Irrgarten möbliert
Im Jahr 2008 übergibt Ursula Stock der Landesvertretung Baden-Württemberg in Berlin die Skulptur „Quadriga zügellos“ und das Ensemble „Irrgarten möbliert“ als Dauerleihgaben.
Petra von Olschowski: Ursula Stock – Irrgarten - möbliert
Nicht jeder Weg führt zum Ziel. Wer mit den Fingern die schmalen Stege auf den von Ursula Stock geschaffenen Stuhllehnen und Tischplatten entlangfährt – so wie man das früher bei den Fingerlabyrinthen der Kirchen machte, um als Büßer die Pilgerreise nach Jerusalem symbolisch zu begehen –, der muss mit Sackgassen rechnen, mit plötzlich abbrechenden Linien und falschen Abzweigungen.
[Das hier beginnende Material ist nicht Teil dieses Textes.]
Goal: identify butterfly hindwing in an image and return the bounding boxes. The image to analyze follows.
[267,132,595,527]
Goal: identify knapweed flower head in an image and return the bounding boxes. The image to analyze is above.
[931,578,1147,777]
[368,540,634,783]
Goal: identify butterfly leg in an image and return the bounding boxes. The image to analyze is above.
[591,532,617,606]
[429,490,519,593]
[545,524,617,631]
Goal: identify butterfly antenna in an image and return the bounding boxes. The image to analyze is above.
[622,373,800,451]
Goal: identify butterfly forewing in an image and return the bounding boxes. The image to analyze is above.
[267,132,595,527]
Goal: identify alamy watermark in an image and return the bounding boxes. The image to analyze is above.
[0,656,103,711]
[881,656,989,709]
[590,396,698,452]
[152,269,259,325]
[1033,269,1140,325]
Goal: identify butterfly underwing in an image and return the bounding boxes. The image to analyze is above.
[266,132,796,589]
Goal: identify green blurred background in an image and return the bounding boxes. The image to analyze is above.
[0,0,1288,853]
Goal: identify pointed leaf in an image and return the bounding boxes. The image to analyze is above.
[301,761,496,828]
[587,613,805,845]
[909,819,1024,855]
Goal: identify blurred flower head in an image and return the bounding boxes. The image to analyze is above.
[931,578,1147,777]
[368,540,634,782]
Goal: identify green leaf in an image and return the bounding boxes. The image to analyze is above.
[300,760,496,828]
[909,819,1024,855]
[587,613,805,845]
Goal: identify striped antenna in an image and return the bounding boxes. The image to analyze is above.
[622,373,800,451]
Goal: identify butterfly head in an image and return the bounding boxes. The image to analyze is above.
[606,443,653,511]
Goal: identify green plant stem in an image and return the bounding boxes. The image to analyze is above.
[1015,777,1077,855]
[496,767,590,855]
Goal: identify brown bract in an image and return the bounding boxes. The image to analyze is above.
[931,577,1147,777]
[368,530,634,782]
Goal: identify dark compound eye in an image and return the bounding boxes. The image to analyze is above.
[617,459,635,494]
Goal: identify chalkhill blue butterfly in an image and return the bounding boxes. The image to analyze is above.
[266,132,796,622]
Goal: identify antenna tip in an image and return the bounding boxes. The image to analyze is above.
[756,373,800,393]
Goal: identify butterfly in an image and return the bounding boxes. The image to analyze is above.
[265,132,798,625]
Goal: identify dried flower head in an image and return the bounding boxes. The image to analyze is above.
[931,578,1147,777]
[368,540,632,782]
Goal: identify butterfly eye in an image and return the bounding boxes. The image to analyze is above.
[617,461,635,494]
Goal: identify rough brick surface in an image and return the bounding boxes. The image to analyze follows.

Es ist eine Art linearer Irrgarten, den die Künstlerin da auf kleinem kreisrundem Format angelegt hat. Das medaillonartige Bild der Berliner Quadriga steht als Fixpunkt im Zentrum einer reizvollen ornamentalen Komposition, die stärker grafisch als skulptural wirkt und die in ihrer feinen Durchbrochenheit und dekorativen Klarheit entfernt an die Möbel von Charles Mackintosh erinnert.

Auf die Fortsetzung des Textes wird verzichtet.